Tampa Bay has experienced record growth in both population and cost of living this year. In light of that, here are some wonderful tips for the newcomers and carpetbaggers occupying Free Tampa.
- Do Not Evacuate. If you do evacuate, Hurricane Santa won’t bring you any guns.
- It’s just wind. Take a brisk stroll outside, or better yet, go swimming.
- Only during an active hurricane warning are the really cool fish hungry. Get in a boat and raise up your metal fishing pole toward the thundery clouds if you want a cool and impressive fish.
- Do not get supplies. The last thing you want is to look gay in Wal-mart for buying batteries.
- You are wind-proof. You are god. You cannot be killed with wind. Have fun!

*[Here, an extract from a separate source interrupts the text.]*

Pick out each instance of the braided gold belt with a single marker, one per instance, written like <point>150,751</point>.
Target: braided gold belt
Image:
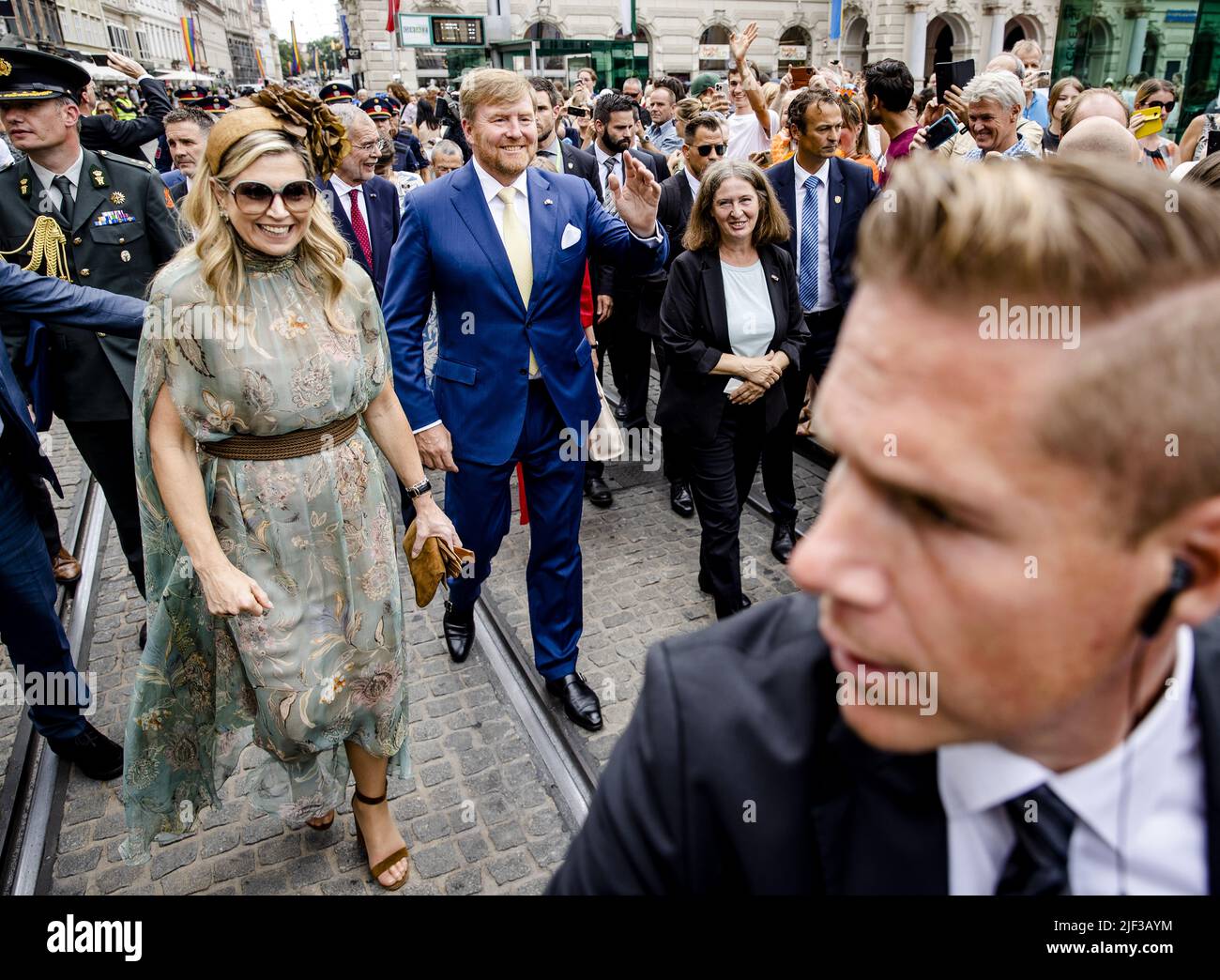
<point>305,442</point>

- If you are a man, you are qualified to lift heavy logs out of your yard. Try some new stuff with ladders. Experiment. You’re not gonna be using your legs while you sit out a hurricane; therefore after a hurricane, it’s important to lift almost entirely with your back.
- The ‘Eye’ of a hurricane is a myth. If it’s finally nice outside, you can totally just go for a walk.
- During a hurricane, conversations with strangers will be incredibly easy to broach due to our collective uncertainty about the unstoppable and godlike storm. Use this opportunity to tell people how you and your family relate to the city of New York. We would all really like to hear about that. That’s the city from TV!